As above stated, section 8991 imposes a lien against “any motor vehicle in which fuel taxable under this part is used.” That quoted phrase is descriptive of the type or kind of vehicle subject to the lien, that is, the type of vehicle which is subject to the lien is one in which taxable fuel (such as diesel oil) is used, as distinguished from the type of vehicle in which specifically exempted fuel (such as gasoline) is used. In view of the object intended to be accomplished by the Use Fuel Tax as indicated by all the provisions of this part, section 8991 is to be interpreted as meaning that each vehicle in which taxable fuel is used is subject to a lien for all the fuel tax liability of a user.
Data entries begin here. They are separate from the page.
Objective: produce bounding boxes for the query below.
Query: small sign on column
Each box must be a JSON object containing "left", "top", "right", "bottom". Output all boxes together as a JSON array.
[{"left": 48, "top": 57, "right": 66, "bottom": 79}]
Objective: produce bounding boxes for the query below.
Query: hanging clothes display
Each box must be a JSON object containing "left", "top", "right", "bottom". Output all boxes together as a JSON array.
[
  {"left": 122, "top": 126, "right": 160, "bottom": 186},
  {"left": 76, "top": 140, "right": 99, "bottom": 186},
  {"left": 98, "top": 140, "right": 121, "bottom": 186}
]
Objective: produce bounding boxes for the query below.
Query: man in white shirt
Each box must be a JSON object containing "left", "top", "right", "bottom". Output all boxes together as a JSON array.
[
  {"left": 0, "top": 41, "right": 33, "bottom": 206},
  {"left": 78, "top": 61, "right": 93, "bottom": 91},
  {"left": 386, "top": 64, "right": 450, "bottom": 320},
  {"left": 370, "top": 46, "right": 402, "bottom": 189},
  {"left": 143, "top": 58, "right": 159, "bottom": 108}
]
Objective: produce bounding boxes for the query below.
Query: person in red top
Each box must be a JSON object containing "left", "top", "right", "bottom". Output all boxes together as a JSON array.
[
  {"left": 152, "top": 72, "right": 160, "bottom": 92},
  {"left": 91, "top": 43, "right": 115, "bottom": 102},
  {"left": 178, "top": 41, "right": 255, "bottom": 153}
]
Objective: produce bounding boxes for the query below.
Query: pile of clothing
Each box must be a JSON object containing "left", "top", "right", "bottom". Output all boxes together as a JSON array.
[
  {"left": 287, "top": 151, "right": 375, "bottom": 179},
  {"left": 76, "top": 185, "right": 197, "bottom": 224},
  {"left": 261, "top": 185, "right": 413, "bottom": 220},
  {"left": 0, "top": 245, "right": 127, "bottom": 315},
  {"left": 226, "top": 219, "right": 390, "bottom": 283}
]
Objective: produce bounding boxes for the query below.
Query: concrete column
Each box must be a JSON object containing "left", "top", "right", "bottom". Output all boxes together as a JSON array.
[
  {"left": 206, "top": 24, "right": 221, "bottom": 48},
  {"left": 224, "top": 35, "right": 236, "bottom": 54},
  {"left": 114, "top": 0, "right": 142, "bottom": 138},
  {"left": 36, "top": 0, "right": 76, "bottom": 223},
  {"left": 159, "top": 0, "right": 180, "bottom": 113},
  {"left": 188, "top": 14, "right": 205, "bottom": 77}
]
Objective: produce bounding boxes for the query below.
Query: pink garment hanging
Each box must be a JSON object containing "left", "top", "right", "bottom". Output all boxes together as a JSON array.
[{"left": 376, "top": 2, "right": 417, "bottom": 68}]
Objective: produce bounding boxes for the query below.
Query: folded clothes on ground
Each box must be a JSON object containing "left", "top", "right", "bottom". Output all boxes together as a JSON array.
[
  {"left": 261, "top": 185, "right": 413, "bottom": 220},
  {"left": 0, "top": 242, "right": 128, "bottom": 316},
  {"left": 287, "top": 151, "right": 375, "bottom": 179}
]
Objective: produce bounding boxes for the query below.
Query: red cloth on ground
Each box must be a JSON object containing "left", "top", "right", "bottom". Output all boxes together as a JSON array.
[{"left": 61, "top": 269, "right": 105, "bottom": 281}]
*583Appellant contends further that the refund of transportation license taxes was proper and was not made by mistake, and therefore the court erred in awarding judgment on the cross-complaint for recovery of the amount refunded. He argues that the Mack truck was owned by Siler when the transportation taxes accrued, and that Childress had no ownership interest in the truck. There was evidence to the effect that Siler, who was in the business of selling Mack trucks in Waco, negotiated a sale of the truck to Childress in November 1955, and because Childress’ credit was not acceptable, the title to the truck was taken in Siler’s name and an informal lease agreement was entered into between them whereby when a certain amount of money was paid by Childress the title would pass to him. Whether or not Childress had such an interest in the truck that a lien would attach thereto was a question of fact for the trial court. As above stated, the court found that although the record title to the truck was held in the name of Siler, such title was a security device only and that the truck was in fact Childress’ property, and that plaintiff purchased the truck knowing that it had been operated in California by Childress who was the owner of it. Such findings were supported by substantial evidence. Section 10301 of the Eevenue and Taxation Code provides that the controller may recover, in a court action, any refund which is erroneously made. It does not appear that the court erred in allowing recovery of the amount refunded.
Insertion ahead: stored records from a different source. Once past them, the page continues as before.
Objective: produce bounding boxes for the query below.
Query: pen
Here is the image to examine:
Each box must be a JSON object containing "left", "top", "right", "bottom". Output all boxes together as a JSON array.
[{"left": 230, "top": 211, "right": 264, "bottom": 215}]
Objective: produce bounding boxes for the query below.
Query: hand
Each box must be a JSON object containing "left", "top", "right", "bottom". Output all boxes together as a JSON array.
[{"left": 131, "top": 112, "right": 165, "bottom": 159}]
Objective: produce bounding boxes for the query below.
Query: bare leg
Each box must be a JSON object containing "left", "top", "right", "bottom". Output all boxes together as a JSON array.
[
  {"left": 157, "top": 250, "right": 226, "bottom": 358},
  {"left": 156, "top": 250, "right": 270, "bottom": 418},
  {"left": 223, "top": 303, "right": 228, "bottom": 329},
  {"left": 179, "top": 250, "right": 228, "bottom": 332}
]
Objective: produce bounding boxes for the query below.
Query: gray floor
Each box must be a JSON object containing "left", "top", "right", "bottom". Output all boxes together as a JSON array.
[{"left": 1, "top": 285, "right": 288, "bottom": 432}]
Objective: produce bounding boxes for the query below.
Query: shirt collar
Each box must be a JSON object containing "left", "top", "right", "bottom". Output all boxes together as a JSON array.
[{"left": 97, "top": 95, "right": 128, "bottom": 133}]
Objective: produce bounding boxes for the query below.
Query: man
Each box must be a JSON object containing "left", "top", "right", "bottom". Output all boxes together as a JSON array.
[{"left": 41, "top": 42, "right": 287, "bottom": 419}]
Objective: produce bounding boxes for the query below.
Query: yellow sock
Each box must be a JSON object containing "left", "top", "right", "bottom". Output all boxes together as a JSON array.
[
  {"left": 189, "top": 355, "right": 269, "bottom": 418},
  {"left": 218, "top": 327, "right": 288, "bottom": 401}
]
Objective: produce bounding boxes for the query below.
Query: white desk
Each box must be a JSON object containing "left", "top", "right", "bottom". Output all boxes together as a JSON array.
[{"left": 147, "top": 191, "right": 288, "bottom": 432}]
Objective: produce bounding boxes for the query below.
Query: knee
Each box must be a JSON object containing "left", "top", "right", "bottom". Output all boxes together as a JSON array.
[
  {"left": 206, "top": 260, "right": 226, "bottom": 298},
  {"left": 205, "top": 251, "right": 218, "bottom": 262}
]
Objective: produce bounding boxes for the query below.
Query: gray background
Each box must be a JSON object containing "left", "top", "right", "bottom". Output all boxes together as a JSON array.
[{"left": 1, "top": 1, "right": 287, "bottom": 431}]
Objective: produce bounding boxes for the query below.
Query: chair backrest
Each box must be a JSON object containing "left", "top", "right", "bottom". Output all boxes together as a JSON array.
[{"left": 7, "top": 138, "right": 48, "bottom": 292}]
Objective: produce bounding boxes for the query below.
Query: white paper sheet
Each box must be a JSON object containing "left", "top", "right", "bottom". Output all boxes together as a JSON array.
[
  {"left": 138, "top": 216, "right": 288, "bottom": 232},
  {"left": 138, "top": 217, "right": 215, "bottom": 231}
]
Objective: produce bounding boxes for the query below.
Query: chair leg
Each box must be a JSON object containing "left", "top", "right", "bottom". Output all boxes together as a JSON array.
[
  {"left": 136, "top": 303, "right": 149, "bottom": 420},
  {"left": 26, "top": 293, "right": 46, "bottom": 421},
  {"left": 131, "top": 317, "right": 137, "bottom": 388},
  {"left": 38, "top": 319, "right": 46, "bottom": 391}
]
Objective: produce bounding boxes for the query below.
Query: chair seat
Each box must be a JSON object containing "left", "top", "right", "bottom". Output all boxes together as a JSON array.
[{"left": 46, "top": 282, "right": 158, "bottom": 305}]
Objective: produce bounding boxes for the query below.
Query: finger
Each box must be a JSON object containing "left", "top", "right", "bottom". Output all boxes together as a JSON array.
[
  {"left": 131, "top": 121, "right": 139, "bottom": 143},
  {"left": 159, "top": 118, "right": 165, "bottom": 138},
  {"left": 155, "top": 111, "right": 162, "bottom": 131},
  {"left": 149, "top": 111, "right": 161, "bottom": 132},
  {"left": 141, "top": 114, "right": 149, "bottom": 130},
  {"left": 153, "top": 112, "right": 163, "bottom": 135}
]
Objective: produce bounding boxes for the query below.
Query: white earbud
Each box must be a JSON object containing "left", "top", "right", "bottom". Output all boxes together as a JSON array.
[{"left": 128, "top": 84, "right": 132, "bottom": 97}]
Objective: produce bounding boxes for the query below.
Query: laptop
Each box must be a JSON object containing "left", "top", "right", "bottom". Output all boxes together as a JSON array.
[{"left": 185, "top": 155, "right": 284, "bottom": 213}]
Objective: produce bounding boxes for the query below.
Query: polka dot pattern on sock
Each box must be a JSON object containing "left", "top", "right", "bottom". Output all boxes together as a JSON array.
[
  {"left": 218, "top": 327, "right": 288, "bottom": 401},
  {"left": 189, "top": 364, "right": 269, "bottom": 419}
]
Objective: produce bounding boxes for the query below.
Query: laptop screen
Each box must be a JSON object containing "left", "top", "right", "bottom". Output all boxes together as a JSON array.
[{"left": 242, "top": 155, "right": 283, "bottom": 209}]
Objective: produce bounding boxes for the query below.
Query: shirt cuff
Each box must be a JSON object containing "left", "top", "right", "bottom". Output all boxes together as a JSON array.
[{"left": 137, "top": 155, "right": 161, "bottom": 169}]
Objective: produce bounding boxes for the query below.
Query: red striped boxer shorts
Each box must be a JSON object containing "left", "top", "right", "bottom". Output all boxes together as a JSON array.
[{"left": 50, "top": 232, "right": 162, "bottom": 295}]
Appellant contends further that section 8994, relating to the Use Fuel Tax Law, and section 10098, relating to the Motor Vehicle Transportation License Tax Law, are unconstitutional insofar as they purport to subordinate the chattel mortgage given by Siler to Mack Trucks; and said sections are unconstitutional as to appellant who purchased the truck from Mack Trucks. Section 8994 provided that the lien of the tax (fuel tax) “is paramount to all private liens or encumbrances of whatever character, and to the rights of any conditional vendor or any other holder of the legal title, in or to any such motor vehicle.” Section 10098 provided in substance the same as section 8994, except that it pertained to “any motor vehicle the privilege of operating which is subject to the license tax.” Appellant’s argument is to the effect that by reason of such alleged unconstitutional provisions he was forced to pay the debts of a third person, that is, to pay Childress’ taxes. The constitutionality of similar statutory provisions of the State of New York has been determined in *584International Harvester Corp. v. Goodrich, 350 U.S. 537, 548 [76 S.Ct. 621, 100 L.Ed. 681, 691], This contention as to unconstitntionality is not sustainable.
The judgment is affirmed.
Fourt, J., and. Lillie, J., concurred.